I used to find it impossible to admit to my mistakes and failings.

I’d drag myself over hot coals for the slightest misdemeanour, but outing myself to somebody else? Not a fucking chance. I think I thought everyone else was a whole lot closer to perfect than I was, and the only way I could ever be remotely accepted by anyone was to at least pretend that I was too.

When I was younger, this resulted in me snaring myself in kneejerk denials that led to bizarre, convoluted, improv lie-trains that surely weren’t fooling anyone. As I grew up, I calmed my powerful instinct to deny, and instead developed a more sophisticated tactic of mitigating my blame. I also learned to skirt around the lie; to say true but misleading or distracting things that let me avoid disclosing the dirt.

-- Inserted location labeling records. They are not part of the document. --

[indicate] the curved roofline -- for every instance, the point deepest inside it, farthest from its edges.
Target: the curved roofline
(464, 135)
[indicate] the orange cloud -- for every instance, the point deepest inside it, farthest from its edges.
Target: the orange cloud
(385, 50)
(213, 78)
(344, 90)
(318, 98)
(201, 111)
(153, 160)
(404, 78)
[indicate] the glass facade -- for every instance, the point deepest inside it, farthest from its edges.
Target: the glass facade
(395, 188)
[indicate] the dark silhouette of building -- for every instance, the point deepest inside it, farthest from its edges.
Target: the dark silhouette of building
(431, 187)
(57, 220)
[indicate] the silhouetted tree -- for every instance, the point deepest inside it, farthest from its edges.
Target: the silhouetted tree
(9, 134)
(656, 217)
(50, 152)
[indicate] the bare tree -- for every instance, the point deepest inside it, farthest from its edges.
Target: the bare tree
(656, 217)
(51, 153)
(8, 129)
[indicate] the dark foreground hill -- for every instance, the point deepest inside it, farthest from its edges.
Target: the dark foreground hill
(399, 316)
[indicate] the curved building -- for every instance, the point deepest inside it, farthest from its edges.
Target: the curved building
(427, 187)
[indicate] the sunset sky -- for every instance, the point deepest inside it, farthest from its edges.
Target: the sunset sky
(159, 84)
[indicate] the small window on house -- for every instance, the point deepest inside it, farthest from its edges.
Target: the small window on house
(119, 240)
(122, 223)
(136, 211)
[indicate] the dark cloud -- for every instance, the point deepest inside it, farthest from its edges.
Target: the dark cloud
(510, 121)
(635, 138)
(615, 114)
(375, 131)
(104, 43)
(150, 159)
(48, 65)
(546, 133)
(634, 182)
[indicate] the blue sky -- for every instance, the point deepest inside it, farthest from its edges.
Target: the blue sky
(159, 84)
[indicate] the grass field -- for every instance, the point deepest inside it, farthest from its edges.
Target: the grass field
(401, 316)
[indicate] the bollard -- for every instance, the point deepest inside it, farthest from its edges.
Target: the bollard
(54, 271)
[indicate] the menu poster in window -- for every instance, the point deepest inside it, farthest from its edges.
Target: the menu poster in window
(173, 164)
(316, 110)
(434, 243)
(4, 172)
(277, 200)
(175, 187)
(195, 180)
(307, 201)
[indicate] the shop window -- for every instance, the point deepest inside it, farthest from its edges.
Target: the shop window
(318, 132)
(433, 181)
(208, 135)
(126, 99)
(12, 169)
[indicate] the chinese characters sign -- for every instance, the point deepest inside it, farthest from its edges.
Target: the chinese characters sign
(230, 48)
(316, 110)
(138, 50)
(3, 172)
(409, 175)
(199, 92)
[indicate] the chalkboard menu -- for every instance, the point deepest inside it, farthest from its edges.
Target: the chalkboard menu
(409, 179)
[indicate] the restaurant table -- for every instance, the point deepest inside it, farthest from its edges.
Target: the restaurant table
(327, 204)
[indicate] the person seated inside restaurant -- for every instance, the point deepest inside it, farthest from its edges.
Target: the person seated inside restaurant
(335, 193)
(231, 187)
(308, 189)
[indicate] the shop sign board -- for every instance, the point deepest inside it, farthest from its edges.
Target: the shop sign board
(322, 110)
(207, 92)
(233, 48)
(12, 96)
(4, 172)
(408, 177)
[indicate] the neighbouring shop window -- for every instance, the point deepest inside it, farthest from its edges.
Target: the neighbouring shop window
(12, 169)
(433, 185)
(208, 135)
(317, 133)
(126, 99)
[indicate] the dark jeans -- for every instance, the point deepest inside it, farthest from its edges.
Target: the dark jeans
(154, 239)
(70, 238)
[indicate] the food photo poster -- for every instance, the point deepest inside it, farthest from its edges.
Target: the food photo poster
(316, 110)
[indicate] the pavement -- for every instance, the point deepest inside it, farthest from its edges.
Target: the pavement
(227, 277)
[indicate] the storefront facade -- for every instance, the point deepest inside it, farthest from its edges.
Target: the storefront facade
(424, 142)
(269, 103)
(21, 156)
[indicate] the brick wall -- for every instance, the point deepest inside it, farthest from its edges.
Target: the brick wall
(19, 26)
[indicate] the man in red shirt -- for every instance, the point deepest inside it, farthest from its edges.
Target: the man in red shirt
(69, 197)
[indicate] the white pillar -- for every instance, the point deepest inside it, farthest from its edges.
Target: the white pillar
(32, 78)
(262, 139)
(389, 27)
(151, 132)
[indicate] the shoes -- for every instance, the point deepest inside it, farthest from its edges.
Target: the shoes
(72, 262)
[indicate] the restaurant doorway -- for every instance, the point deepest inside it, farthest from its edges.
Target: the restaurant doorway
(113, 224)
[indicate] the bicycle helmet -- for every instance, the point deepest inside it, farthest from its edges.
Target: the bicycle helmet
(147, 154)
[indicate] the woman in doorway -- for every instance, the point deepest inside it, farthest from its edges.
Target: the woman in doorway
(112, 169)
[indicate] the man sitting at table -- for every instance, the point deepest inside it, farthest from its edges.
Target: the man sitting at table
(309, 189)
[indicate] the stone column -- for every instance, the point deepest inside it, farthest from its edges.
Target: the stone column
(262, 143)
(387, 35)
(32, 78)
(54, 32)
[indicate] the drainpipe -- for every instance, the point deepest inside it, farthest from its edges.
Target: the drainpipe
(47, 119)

I always felt guilty about trying to shirk the guilt, so I was always struggling to change my behaviour. But the shame within me was just so crippling that I was never wholly successful. I could never fully own my shortcomings.

A few years ago, I was working for board at a family homestead in Northern California and one of my hosts took me into San Francisco to meet her friend who was flying in. We were meeting in a jazz bar, and after we found parking, there was a short walk up a decently inclined street. I hadn’t given it a thought, and started walking at my usual pace when my host had to stop me. She was very overweight and couldn’t keep up.

She told me about how she could barely walk a block these days, and hills got her out of breath in a few steps, as we made our slow and staggered ascent. What she described, and what I could see, was a reality I couldn’t imagine, and had my mind reeling at the countless implications it must have for every moment of her life.

But then, more strikingly, she very matter-of-factly told me how deeply it bothered her, how it was a very real, very big problem in her life that she was very aware of, and how simultaneously she was very aware of the fact she was doing absolutely nothing about it. No excuses, no complaining, no sugarcoating, no joking, no agenda – just a plain, simple describing of the very personal facts in a totally casual, unloaded way.

This was a quality of hers that I saw displayed a number of times while I stayed there. She just owned herself and her flaws entirely. Fucking wow. I want that level of bravery. I think that was the first time I’d really seen true authenticity modelled to me in the real world. It was inspiring, and it stayed with me.

There are still certain areas of my life that I find it difficult to own up to, but damn have I come a long way. Finding a metric to aspire to instead of a metric to fear made all the difference.